The Money Going Out and Not Coming Back
India’s current account deficit measures how much more flows out of the country through imports than flows in through exports, and right now it sits at a manageable level below 1% of GDP. But analysts warn it could rise toward 2% as oil prices stay high and foreign money keeps leaving. Foreign direct investment, the kind where companies build factories and create lasting jobs, actually hit a record 81 billion dollars in FY25. The problem is that many foreign firms which invested heavily in India over the past decade are now sending their profits back home, while Indian companies are also investing more money abroad. So while fresh money is still coming in, more is flowing out than before, and that growing gap has to be covered by drawing down India’s foreign exchange reserves.
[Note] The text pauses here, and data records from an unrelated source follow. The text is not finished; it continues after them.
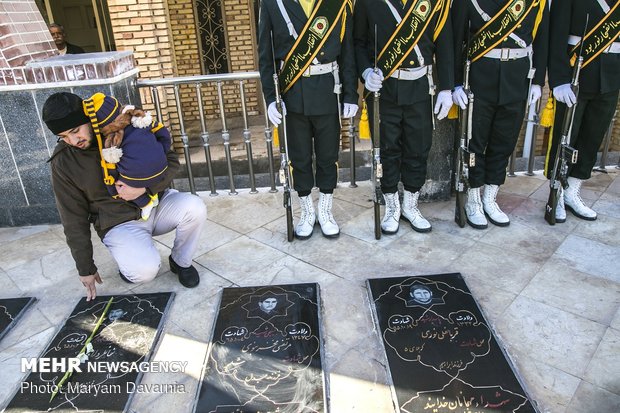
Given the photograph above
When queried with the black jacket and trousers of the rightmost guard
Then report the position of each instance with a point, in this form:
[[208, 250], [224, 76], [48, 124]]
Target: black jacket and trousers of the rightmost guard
[[599, 83]]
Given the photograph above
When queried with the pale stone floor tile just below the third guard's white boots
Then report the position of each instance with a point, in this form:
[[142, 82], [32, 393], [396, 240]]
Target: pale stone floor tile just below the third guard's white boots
[[497, 267]]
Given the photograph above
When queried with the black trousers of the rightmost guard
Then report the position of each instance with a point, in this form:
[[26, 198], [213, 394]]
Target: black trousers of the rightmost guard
[[593, 115]]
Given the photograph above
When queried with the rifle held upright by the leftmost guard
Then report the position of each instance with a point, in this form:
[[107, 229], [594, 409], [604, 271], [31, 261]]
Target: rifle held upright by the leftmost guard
[[285, 172]]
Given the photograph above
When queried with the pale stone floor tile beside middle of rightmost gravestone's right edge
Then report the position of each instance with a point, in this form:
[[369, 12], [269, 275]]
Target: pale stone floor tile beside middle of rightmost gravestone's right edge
[[558, 338]]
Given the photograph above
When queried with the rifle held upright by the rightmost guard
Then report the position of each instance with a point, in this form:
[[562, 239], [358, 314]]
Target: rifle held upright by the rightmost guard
[[565, 154]]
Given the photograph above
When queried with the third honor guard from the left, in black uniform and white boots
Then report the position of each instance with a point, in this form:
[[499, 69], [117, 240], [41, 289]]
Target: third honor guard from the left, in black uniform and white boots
[[507, 44]]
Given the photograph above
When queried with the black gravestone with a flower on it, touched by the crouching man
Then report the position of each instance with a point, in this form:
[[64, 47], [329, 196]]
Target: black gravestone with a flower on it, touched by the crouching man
[[128, 333]]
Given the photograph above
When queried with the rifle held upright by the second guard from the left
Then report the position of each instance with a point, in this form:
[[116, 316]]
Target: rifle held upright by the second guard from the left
[[377, 168]]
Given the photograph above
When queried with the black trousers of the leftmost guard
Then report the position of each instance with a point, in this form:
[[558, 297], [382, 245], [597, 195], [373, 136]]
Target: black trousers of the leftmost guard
[[325, 129]]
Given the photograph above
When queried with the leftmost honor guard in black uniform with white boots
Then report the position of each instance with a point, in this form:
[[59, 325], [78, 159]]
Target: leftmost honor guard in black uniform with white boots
[[310, 43]]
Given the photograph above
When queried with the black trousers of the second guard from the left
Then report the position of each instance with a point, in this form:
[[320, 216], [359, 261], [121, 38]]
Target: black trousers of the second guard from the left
[[406, 137]]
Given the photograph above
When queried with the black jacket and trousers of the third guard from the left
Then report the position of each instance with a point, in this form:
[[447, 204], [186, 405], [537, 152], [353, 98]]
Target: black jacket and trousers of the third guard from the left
[[500, 87]]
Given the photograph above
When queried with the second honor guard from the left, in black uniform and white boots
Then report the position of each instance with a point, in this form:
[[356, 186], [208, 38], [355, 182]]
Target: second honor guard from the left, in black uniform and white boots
[[395, 43]]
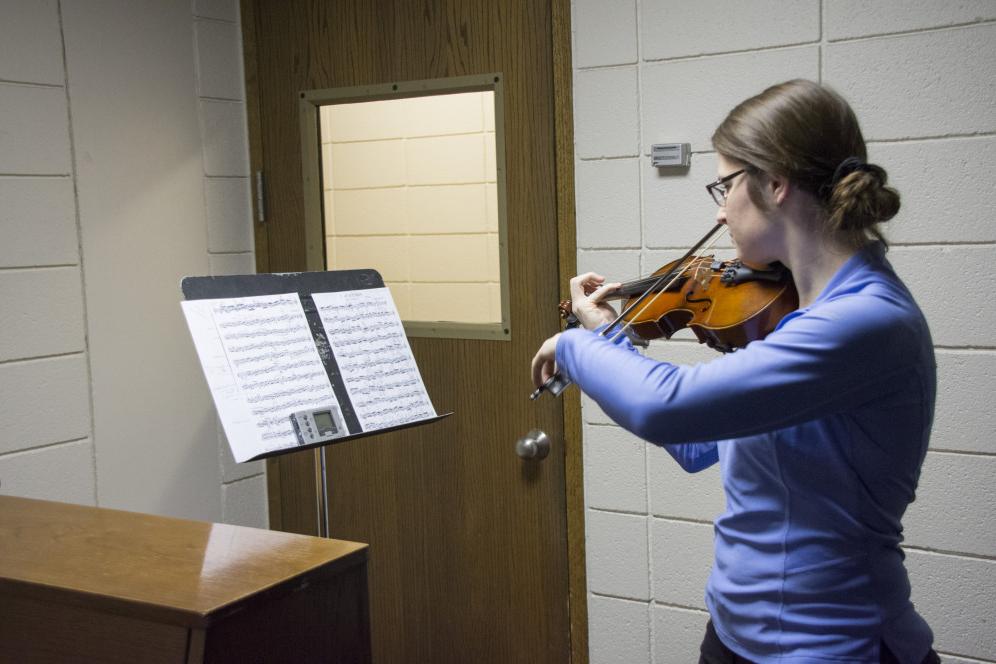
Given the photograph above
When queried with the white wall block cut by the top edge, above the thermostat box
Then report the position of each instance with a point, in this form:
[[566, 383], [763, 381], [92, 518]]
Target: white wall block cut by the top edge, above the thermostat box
[[682, 29]]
The RBI’s Promise That Will Come Due
One detail from this whole story that rarely gets discussed in everyday conversation is what the Reserve Bank of India has been doing quietly in what are called forward markets. When too many importers rush to buy dollars at once and risk crashing the rupee, the RBI sometimes steps in and makes a promise to deliver dollars at a later date rather than selling from its reserves right away. Just a few weeks ago, India’s net short dollar position in these forward markets crossed a record 100 billion dollars for the first time in history. That means the RBI has made future obligations worth 100 billion dollars as a way to keep the rupee looking stable today. When those obligations come due, the RBI will have to deliver actual dollars, which will create its own pressure on the currency at that point. The tool being used to protect the rupee today is, in a sense, borrowing stability from the future, and that bill will eventually arrive.
Final Thoughts
The rupee hitting 150 to the dollar is no longer a number that belongs only in extreme worst-case scenarios. It is the end of a road India is already walking down, and the real question is just how fast the walk becomes a jog. There is also a measure called the Real Effective Exchange Rate, which adjusts for inflation differences between countries, and going into its full details is outside the scope of this post, but it has already fallen to its lowest point since 2014 this year. Most mainstream forecasters already see the rupee breaching 98 and approaching the psychologically important 100 mark by 2027, which is not far away at all. A weaker rupee means more expensive oil, higher costs for imported medicines and electronics, and steadily eroded savings for ordinary families. For now, 150 is both a real destination and a useful reminder that currencies follow their own slow, relentless logic, and no one, not even the RBI, can fight that logic forever.